Having two separate connections to Xwayland is quite annoying, because messages can arrive in any order. We might get the X11 ClientMessage first and need to wait for the Wayland create_surface, or we might get the create_surface first and need to wait for the ClientMessage.

An added complication is that not all Wayland surfaces correspond to X11 windows. For example, Xwayland also creates surfaces representing cursor shapes, and these don't have X11 windows. However, when we get the ClientMessage we can be sure that a Wayland message is on the way, so I just pause the X11 event handling until that has arrived:

(* We got an X11 message saying X11 [window] corresponds to Wayland surface [wayland_id].
   Turn [wayland_id] into an xdg_surface. If we haven't seen that surface yet, wait until it appears
   on the Wayland socket. *)
let rec pair_when_ready ~x11 t window wayland_id =
  match Hashtbl.find_opt t.unpaired wayland_id with
  | None ->
    Log.info (fun f -> f "Unknown Wayland object %ld; waiting for surface to be created..." wayland_id);
    let* () = Lwt_condition.wait t.unpaired_added in
    pair_when_ready ~x11 t window wayland_id
  | Some { client_surface = _; host_surface; set_configured } ->
    Log.info (fun f -> f "Setting up Wayland surface %ld using X11 window %a" wayland_id X11.Xid.pp window);
    Hashtbl.remove t.unpaired wayland_id;
    Lwt.async (fun () -> pair t ~set_configured ~host_surface window);
    Lwt.return_unit

Another complication is that Wayland doesn't allow you to attach a buffer to a surface until the window has been "configured". Doing so is a protocol error, and Sway will disconnect us if we try! But Xwayland likes to attach the buffer immediately after creating the surface.

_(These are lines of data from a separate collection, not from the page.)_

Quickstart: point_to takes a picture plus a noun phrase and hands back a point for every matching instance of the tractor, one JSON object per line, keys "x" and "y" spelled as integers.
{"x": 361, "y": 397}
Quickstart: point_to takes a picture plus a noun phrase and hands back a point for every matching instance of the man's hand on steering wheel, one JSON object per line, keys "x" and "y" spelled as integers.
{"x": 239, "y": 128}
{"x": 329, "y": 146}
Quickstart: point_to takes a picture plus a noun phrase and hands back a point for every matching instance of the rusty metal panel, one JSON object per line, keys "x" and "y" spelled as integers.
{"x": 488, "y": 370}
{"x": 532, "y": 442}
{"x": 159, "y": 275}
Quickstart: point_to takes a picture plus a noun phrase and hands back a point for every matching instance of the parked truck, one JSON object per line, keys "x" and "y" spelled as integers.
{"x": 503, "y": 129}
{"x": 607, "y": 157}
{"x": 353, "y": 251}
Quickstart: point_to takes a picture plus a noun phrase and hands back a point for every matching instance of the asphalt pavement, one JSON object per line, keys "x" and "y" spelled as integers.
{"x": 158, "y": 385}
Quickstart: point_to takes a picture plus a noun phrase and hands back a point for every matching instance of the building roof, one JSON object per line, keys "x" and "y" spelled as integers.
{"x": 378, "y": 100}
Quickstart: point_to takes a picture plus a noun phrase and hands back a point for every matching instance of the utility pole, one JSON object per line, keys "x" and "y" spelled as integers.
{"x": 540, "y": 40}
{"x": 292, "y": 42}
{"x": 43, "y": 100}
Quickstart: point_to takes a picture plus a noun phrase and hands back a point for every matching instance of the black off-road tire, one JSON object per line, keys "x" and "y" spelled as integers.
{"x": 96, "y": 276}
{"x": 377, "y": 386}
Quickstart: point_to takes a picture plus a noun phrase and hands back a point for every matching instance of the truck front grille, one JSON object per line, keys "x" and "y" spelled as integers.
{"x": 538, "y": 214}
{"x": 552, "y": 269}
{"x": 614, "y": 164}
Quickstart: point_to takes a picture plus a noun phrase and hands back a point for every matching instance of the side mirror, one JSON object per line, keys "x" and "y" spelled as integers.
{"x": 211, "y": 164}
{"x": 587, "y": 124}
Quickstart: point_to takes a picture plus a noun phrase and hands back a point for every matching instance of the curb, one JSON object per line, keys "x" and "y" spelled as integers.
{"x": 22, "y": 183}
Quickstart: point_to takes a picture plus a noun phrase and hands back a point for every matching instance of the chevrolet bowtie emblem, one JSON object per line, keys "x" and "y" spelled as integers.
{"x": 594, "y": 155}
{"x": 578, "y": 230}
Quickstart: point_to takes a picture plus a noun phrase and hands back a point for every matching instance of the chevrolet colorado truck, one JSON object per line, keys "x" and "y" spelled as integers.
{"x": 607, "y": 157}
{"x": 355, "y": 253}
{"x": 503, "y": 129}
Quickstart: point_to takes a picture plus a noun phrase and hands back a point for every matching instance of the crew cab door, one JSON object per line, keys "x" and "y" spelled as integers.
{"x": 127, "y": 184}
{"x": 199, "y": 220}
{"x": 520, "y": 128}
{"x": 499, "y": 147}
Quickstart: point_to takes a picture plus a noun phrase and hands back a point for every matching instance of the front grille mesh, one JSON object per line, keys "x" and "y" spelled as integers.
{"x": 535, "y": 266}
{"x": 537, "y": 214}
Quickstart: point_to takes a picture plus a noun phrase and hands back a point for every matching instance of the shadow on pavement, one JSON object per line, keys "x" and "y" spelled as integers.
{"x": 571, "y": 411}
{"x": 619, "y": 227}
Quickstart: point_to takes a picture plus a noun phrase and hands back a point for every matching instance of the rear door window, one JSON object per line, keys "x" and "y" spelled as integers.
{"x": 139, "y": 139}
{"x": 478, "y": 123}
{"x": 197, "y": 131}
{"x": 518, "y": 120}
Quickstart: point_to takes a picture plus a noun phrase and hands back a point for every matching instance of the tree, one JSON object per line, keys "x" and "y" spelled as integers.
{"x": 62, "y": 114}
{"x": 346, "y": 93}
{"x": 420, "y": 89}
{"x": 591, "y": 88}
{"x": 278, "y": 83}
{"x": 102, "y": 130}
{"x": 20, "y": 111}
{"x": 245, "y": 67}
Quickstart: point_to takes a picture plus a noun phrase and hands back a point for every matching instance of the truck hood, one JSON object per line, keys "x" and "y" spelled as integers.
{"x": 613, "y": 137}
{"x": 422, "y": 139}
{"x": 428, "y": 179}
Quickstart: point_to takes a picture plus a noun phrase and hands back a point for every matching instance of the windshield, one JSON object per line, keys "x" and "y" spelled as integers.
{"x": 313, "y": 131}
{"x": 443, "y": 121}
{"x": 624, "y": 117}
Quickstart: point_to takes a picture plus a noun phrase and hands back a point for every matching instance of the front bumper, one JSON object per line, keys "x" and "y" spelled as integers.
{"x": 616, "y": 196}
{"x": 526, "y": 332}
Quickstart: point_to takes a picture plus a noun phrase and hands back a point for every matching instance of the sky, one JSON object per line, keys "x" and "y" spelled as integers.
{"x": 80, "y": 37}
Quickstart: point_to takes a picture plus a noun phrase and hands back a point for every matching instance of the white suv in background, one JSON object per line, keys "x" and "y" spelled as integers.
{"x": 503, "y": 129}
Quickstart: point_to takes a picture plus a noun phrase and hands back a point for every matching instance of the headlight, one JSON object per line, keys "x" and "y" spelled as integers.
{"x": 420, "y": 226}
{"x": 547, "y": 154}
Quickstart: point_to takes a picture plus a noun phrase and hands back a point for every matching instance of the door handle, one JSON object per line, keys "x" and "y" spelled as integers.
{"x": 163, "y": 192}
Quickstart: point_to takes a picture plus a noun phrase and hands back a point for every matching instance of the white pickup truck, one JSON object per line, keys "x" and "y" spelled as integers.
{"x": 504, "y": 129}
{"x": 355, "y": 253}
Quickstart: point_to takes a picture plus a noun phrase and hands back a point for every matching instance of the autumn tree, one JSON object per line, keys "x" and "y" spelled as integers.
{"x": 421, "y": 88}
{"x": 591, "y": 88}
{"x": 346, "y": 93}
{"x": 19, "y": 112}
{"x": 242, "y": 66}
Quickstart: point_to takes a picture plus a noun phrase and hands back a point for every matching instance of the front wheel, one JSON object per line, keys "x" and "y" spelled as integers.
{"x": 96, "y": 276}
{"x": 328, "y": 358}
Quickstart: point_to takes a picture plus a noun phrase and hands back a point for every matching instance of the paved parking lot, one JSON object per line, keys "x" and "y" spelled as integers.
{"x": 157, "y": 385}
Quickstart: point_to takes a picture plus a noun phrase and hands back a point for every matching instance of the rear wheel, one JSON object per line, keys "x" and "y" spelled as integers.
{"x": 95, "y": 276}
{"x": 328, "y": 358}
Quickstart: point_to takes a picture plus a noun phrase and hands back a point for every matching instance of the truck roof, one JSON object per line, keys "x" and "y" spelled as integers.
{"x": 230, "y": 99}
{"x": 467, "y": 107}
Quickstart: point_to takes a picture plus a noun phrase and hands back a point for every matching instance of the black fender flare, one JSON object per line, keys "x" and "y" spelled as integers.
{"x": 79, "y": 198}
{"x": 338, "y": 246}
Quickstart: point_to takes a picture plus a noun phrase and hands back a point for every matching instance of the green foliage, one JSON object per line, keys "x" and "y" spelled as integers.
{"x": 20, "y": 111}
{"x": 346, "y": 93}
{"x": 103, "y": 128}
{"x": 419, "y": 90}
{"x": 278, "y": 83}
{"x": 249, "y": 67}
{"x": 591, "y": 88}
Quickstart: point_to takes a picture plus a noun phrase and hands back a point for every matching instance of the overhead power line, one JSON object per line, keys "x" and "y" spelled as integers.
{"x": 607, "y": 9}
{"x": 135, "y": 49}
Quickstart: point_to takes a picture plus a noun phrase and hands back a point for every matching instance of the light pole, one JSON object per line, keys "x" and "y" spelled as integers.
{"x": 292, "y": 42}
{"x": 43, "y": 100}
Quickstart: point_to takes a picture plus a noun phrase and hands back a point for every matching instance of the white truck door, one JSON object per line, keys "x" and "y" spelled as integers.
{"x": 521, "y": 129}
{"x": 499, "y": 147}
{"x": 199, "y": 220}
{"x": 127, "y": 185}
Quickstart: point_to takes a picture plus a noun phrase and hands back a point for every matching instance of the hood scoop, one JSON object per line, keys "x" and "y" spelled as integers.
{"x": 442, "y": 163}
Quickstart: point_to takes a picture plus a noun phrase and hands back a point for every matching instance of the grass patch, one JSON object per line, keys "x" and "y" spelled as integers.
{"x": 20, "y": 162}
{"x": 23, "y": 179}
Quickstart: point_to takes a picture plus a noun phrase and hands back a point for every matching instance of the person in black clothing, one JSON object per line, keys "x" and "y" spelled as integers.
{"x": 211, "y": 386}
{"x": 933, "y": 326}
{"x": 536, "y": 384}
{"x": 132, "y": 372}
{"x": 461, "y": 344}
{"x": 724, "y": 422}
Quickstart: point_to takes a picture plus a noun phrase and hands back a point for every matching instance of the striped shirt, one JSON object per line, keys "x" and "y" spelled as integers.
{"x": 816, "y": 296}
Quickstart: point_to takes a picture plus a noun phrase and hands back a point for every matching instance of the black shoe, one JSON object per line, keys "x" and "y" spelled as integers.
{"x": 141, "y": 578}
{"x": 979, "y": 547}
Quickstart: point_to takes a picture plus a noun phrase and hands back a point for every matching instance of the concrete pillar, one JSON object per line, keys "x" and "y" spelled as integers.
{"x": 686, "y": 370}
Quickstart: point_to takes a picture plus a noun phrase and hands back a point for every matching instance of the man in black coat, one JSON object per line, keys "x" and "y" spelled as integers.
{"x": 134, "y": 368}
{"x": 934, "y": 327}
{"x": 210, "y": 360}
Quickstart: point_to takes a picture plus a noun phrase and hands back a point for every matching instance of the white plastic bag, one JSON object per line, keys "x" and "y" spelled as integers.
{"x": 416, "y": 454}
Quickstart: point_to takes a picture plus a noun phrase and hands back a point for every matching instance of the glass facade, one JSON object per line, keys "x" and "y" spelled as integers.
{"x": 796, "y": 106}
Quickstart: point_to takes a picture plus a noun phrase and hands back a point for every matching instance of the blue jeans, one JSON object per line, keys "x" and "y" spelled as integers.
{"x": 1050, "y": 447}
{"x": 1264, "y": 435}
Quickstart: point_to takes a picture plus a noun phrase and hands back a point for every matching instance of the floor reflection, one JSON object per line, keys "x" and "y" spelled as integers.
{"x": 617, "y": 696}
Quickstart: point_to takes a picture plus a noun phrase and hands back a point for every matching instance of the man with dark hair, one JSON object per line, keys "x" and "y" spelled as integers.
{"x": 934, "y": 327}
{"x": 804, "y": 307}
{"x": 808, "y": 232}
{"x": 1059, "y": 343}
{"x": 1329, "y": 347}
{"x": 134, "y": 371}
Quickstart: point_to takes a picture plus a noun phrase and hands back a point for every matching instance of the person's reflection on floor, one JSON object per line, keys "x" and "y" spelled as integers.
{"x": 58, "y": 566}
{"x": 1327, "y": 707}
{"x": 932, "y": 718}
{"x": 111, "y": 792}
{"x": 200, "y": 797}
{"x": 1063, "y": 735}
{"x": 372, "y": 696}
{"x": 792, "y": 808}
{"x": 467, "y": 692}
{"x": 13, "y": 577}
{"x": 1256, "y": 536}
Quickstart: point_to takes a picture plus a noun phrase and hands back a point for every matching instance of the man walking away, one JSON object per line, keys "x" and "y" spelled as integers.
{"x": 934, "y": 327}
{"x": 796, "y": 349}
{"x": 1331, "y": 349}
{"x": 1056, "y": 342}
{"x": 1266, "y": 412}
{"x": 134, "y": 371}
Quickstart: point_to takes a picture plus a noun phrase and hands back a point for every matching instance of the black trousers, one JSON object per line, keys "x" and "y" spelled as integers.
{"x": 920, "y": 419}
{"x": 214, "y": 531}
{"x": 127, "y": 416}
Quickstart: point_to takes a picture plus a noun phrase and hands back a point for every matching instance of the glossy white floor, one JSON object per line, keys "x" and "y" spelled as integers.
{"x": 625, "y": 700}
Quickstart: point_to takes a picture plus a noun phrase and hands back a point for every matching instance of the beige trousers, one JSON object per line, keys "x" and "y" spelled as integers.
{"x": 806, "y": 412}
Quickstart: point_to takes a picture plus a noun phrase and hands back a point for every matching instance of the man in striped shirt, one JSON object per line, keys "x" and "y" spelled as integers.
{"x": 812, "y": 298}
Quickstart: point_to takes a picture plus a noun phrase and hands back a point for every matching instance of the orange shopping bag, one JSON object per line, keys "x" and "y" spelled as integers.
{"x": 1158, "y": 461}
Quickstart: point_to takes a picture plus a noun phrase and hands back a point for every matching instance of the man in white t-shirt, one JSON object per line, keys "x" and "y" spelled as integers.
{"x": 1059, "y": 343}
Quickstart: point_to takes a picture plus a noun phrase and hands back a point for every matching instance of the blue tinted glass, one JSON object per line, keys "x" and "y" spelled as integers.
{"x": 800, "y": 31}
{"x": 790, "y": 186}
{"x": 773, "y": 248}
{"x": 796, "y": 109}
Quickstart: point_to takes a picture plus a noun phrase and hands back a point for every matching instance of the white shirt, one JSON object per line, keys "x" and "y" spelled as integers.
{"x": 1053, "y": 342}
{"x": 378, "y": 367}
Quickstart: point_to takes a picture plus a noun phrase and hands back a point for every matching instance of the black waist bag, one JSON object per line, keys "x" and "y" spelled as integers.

To avoid this, I use a queue:

Xwayland asks to create a surface.
We forward this to Sway, add its ID to the unpaired map, and create a queue for further events.
Xwayland asks us to attach a buffer, etc. We just queue these up.
We get the ClientMessage over the X11 connection and create a role for the new surface.
Sway sends us a configure event, confirming it's ready for the buffer.
We forward the queued events.

However, this creates a new problem: if the surface isn't a window then the events will be queued forever. To fix that, when we get a create_surface we also do a round-trip on the X11 connection. If the window is still unpaired when that returns then we know that no ClientMessage is coming, and we flush the queue.

X applications like to create dummy windows for various purposes (e.g. receiving clipboard data), and we need to avoid showing those. They're normally set as override_redirect so the window manager doesn't handle them, but Xwayland redirects them anyway (it needs to because otherwise e.g. tooltips wouldn't appear at all). I'm trying various heuristics to detect this, e.g. that override redirect windows with a size of 1x1 shouldn't be shown.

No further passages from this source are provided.